Next

I have such an established pattern of rushing to the next moment.   I am looking ahead, where I am going, what I am going to do next, what I intend to get from the other side of the room.   I learned a long time ago that when I am using my bandsaw to cut wood, it is always better if I focus about a quarter of an inch ahead of where the blade is cutting.   It is much easier to cut on the line if I am looking a little bit ahead.

My life is not like that.   I find I am better if I pay attention to what I am doing right now, and only think about the future as needed.   This is where I live.   I miss something if I rush into the next moment or linger in some memory of the past.  My mind loves to plan and to remember.   The rest of me seems to thrive best when I am paying attention to the moment.

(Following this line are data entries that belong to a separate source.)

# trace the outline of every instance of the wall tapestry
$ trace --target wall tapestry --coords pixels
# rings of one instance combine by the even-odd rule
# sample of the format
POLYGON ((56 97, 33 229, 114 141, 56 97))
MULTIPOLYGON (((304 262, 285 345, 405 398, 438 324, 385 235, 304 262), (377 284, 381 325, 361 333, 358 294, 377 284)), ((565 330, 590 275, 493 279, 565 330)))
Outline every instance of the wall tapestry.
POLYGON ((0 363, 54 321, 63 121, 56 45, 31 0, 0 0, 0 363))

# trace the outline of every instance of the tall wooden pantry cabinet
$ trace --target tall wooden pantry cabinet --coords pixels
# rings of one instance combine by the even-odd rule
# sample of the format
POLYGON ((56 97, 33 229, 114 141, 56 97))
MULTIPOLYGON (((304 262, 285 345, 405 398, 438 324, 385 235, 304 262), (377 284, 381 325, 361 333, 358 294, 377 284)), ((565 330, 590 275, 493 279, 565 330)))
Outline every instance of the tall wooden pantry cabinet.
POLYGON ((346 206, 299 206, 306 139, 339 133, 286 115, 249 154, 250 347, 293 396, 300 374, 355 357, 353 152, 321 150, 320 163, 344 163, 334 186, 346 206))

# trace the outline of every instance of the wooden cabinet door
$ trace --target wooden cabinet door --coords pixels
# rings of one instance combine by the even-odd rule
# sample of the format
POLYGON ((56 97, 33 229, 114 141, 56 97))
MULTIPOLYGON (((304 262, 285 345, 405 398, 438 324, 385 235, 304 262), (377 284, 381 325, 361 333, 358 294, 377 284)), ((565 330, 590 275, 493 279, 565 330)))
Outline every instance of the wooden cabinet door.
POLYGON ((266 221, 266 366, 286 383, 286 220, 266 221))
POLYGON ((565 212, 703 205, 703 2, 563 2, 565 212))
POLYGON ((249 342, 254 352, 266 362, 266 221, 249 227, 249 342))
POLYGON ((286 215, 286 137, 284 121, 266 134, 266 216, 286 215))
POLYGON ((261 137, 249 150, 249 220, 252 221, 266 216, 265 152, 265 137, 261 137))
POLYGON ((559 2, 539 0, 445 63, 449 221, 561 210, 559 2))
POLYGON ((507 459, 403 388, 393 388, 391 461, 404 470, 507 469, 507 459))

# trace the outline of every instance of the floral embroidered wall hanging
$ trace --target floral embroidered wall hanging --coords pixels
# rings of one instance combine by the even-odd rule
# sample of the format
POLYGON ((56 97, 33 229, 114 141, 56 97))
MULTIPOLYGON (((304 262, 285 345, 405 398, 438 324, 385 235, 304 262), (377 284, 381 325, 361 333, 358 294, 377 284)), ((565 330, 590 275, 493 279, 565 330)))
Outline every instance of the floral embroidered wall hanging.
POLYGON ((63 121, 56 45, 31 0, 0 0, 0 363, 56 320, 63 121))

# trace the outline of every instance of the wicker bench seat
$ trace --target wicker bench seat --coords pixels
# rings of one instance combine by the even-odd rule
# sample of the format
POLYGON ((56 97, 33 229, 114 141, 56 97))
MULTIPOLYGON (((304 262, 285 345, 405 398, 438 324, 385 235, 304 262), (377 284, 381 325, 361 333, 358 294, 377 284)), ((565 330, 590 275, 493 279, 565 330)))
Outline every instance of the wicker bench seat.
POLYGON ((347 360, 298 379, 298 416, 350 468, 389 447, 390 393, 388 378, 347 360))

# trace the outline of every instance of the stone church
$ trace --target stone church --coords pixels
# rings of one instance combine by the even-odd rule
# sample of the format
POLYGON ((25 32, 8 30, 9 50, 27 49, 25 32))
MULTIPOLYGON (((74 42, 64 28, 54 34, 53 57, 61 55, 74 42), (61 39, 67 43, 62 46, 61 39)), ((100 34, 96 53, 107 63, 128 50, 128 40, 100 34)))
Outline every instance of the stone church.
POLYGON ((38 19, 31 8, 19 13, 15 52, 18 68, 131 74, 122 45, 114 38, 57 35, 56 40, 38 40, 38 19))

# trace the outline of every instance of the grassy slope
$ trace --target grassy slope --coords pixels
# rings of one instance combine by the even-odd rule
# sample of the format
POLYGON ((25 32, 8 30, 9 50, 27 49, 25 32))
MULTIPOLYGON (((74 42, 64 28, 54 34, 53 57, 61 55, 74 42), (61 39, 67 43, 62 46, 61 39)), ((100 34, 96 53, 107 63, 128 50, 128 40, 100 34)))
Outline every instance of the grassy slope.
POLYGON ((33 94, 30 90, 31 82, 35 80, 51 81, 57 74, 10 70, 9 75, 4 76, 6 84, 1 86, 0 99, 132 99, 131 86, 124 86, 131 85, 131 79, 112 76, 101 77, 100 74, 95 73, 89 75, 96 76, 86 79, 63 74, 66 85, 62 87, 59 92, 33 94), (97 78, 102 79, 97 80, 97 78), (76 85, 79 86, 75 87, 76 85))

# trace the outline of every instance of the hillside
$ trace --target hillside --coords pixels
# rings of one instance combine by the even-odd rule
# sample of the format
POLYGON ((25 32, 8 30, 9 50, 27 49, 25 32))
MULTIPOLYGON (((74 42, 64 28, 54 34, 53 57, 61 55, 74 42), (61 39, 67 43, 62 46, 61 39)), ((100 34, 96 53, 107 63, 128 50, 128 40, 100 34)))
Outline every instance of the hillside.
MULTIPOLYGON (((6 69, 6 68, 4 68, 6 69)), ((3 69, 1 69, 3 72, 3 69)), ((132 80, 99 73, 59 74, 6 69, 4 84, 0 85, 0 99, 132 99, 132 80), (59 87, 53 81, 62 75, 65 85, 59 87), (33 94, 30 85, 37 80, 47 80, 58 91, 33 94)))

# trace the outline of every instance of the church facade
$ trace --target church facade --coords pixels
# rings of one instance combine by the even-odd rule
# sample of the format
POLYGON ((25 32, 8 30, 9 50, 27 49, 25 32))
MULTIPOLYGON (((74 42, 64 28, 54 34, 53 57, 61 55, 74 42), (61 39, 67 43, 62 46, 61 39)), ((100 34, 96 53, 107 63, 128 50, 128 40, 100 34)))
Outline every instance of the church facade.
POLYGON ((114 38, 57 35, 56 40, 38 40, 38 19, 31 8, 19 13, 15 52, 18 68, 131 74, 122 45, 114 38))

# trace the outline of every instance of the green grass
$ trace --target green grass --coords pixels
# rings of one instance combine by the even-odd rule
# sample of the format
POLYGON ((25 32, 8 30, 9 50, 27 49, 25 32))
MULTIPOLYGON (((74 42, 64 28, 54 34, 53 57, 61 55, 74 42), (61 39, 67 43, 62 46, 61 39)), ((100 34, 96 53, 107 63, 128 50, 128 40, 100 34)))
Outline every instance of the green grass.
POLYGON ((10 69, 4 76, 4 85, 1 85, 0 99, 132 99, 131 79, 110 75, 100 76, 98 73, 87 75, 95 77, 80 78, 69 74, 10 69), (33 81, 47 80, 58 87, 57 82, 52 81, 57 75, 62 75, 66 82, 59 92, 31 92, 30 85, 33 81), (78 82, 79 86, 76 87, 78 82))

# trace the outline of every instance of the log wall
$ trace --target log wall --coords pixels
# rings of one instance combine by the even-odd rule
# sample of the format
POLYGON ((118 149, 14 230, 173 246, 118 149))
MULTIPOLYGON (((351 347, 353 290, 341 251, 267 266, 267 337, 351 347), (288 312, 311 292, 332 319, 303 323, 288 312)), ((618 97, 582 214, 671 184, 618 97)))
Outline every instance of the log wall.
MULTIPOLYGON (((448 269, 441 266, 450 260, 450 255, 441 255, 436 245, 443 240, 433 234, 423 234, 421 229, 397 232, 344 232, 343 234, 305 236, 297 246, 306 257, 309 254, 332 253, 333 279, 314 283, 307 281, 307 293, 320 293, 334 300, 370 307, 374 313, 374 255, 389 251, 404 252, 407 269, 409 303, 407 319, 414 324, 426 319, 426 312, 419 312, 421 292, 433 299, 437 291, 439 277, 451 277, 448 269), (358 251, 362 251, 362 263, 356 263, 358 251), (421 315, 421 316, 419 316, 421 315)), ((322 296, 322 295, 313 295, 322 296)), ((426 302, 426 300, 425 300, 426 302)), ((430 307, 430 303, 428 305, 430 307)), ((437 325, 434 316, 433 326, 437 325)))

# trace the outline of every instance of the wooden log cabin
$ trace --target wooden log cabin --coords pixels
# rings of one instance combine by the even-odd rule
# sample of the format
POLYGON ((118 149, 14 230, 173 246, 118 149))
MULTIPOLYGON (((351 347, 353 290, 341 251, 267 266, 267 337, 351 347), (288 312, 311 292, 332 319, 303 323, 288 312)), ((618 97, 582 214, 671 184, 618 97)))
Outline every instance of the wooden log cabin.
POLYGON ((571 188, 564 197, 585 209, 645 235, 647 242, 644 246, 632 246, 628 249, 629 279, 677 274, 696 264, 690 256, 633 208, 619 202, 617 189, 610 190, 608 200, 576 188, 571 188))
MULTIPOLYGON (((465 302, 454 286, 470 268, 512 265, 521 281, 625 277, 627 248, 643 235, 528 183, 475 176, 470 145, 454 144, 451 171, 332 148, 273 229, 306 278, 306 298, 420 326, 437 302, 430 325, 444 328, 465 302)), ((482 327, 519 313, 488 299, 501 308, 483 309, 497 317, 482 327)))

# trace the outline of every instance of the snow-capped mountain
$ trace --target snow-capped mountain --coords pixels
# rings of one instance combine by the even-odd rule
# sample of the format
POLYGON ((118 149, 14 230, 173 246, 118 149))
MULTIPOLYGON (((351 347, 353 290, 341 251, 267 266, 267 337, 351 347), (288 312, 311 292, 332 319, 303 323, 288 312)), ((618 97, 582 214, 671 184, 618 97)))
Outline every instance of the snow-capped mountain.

For me that doesn’t mean paying attention to something happening outside of me.   My greatest delight is when I am absorbed in watching myself pay attention.   If the bell is ringing, I hear it.    But I am absorbed in the act of hearing, not so much in the ringing bell.   For me it is almost a paradox that when I am attentive to the act of hearing, I become most intense in my awareness of the bell.

It becomes a ringing bell in a most intimate way.  I don’t particularly feel alert or attentive.   I am quite relaxed, and I enjoy the bell as it rings.   It takes on a reality and my curiosity rises.

Some day I hope to understand this.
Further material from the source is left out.